BECKLEY, W.Va. — During the upcoming interim committee meetings of the West Virginia Legislature, members will examine the circumstances which caused recurring traffic backups at toll plazas on Interstate 77 over the summer, particularly during weekends.
Parkways Authority General Manager Greg Barr told MetroNews he received a written request to appear before a joint committee either on Sept. 23 or 24 to discuss the factors which contributed to lines of vehicles stopped on the Turnpike near the plazas, at times creating backups of up to three miles long, during the peak period of the summer travel season.
“It’s not unusual. In the past, I’ve been asked to come down there and address different things,” said Barr. “One of the areas we’re looking at is accepting credit cards. That may speed things up a little for people that don’t have cash because, right now, if you don’t have cash, you have to sign an unpaid toll receipt, and then you can pay online.”
Barr attributed most of the traffic disruption to the 2019 increase in toll fees for drivers who pay in cash, rather than through an E-ZPass transponder.
“When (passenger vehicle tolls) were $2, lots of people would hand a couple of bucks to the toll collector and drive on through. But now that they’re $4 — and we have a lot people pay in cash on those weekends because it’s heavy travel in the summer — we have to make change for almost every transaction because they’re going to hand you a five, a ten, or a twenty. So, it takes a few more seconds. But when you’ve got 300 transactions an hour, a few more seconds can add on a lot more time,” Barr explained.

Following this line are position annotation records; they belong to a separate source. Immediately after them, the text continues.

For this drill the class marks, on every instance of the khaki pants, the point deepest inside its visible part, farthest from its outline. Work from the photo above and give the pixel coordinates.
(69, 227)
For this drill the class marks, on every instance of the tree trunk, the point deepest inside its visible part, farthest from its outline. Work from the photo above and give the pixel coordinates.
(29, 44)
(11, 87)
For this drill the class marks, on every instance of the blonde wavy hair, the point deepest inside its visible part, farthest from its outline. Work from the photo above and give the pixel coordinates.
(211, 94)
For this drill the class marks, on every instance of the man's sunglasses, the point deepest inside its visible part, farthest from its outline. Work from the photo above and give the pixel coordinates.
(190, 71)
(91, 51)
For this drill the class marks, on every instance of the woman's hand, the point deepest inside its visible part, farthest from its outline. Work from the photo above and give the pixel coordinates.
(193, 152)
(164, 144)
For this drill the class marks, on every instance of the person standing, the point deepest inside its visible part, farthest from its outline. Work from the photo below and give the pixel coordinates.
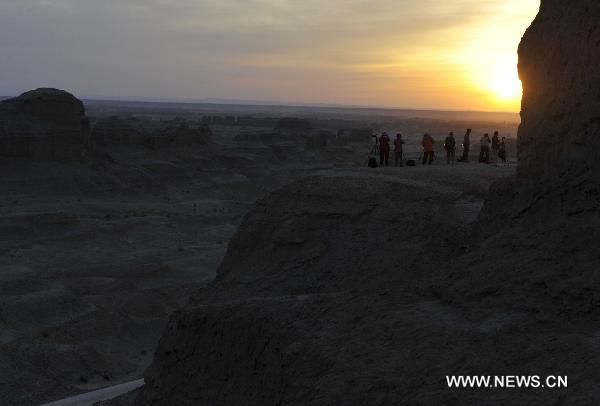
(450, 147)
(384, 149)
(484, 154)
(466, 146)
(496, 144)
(398, 142)
(428, 148)
(502, 150)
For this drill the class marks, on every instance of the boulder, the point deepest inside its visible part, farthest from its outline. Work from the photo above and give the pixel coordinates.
(43, 124)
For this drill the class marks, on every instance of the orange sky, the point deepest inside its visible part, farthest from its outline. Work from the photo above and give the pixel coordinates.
(439, 54)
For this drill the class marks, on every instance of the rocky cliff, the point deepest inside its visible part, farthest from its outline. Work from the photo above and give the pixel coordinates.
(43, 124)
(559, 138)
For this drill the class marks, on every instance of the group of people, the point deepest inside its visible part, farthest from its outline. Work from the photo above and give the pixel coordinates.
(383, 145)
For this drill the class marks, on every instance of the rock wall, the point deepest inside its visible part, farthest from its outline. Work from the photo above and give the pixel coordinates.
(43, 124)
(559, 138)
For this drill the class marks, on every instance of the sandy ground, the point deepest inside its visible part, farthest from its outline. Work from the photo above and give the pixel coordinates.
(96, 255)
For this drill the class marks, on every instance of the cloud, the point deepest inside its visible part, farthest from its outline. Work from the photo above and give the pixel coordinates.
(340, 50)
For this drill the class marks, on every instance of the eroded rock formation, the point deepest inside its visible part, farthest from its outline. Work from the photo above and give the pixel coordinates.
(355, 291)
(43, 124)
(559, 138)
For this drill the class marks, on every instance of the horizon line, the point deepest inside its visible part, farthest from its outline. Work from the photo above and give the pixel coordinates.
(265, 103)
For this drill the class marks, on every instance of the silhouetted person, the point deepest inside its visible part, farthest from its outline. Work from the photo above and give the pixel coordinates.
(384, 149)
(428, 144)
(398, 142)
(450, 147)
(484, 154)
(502, 150)
(496, 143)
(466, 146)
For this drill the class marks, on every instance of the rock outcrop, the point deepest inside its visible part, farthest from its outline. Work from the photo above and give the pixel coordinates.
(43, 124)
(559, 138)
(113, 131)
(354, 291)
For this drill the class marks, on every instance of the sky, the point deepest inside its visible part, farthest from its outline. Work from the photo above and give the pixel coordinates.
(433, 54)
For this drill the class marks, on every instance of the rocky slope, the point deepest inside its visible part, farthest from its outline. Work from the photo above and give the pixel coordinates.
(43, 124)
(370, 290)
(559, 139)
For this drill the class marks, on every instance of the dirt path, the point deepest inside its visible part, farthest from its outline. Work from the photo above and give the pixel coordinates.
(88, 399)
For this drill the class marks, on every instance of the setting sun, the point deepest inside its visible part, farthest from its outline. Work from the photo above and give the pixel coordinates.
(505, 84)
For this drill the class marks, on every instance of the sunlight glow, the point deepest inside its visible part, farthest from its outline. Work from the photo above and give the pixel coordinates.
(505, 83)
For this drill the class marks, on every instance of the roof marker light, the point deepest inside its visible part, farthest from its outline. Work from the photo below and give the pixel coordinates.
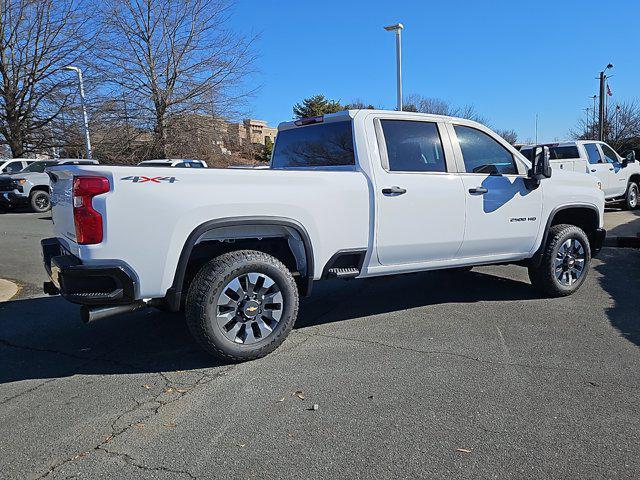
(309, 120)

“Most passenger cars on our road do not have E-ZPass. We have 140,000 E-ZPass accounts. Big cities have millions of E-ZPass customers. So they can leave dedicated lanes open for E-ZPass, all the time. We don’t have that luxury. A lot of the truckers have E-ZPass but, on a Saturday, beach travel time, there aren’t that many trucks on the road. It’s all cars. On the weekends, we can’t even keep an E-ZPass lane open on those peak periods from 11 a.m. to 4 p.m. on a Saturday, during the vacation period. If we did, if there’s a two-mile backup now, it would back up five miles.”
The Parkways Authority Board is in the preliminary stages of drafting a proposal to replace the entire computer architecture of its toll system within a time frame of approximately three years. Among the proposals under consideration is open road tolling, in which vehicles travel at highway speeds under overhead gantries that collect tolls electronically, typically through a combination of camera-based license plate recognition software and transponder detection.
Barr said he expects to have a final decision about the future of the Parkways Authority’s tolling system by the end of the year.